‘Social cost’ of noise pollution exceeds €155 billion in France
According to the World Health Organization (WHO), noise nuisance is the second environmental factor causing health problems in Europe, just after air pollution. In France alone, it causes about 40 000 premature deaths a year with a ‘social cost’ exceeding €155 billion. Traffic is one of the major malefactors.
Reducing speed by 10 km/hour already would have an impact on noise and air pollution and could have a yearly cost-benefit ratio equal to 685, the writers of the study by the National Council of Noise and the Ademe, the French agency for ecological transition. They also plead for the development of low-emission zones (cost-benefit 13), provided in the new climate law.
Being exposed to noise nuisance, especially traffic noise, implies a social cost of €155,7 billion annually in France. Noise not only impacts people’s health, but it also has economical consequences: the loss of productivity or the depreciation of real estate in noisy areas.

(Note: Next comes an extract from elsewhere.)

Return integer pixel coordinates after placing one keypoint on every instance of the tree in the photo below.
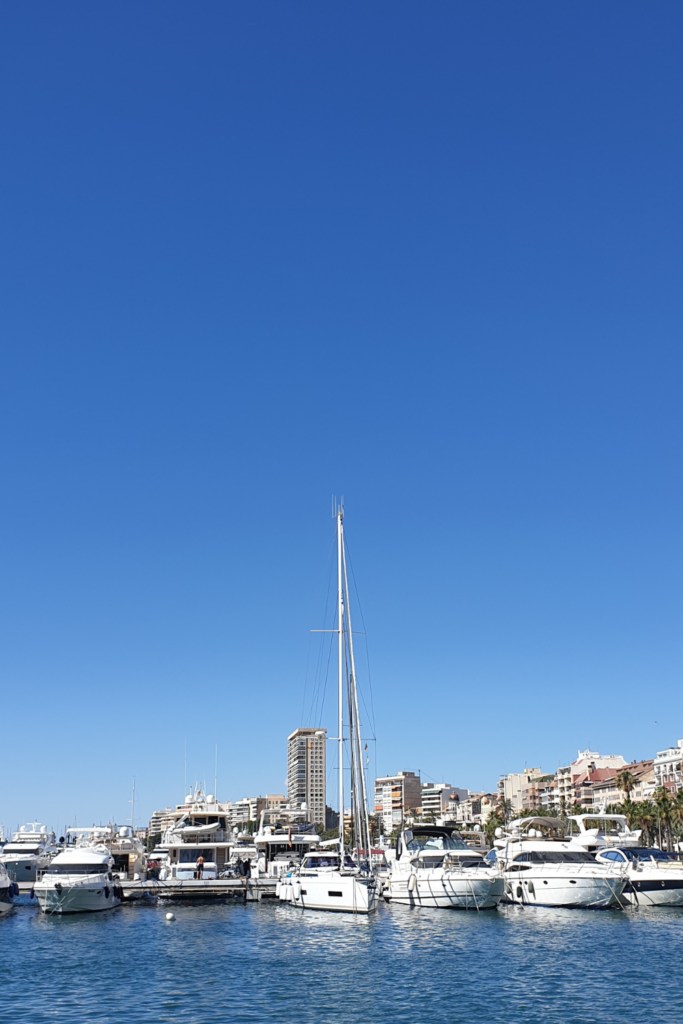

Still, according to the study, a large majority of the ‘social costs’ are traffic-related, representing more than €106 billion, or 68% of total costs. Road traffic takes the lion’s share (52%), air transport (9%), and rail (7%), followed by noise from the neighborhood: private (11%) and other activities (5%), and others that are work-related or linked to school life (14%).
A previous study in 2016 estimated the social cost of noise nuisance at €57 billion. According to the authors, the spectacular increase is due to the improved map-making of the population exposed, an update of methodologies, and the integration of new recommendations by the WHO.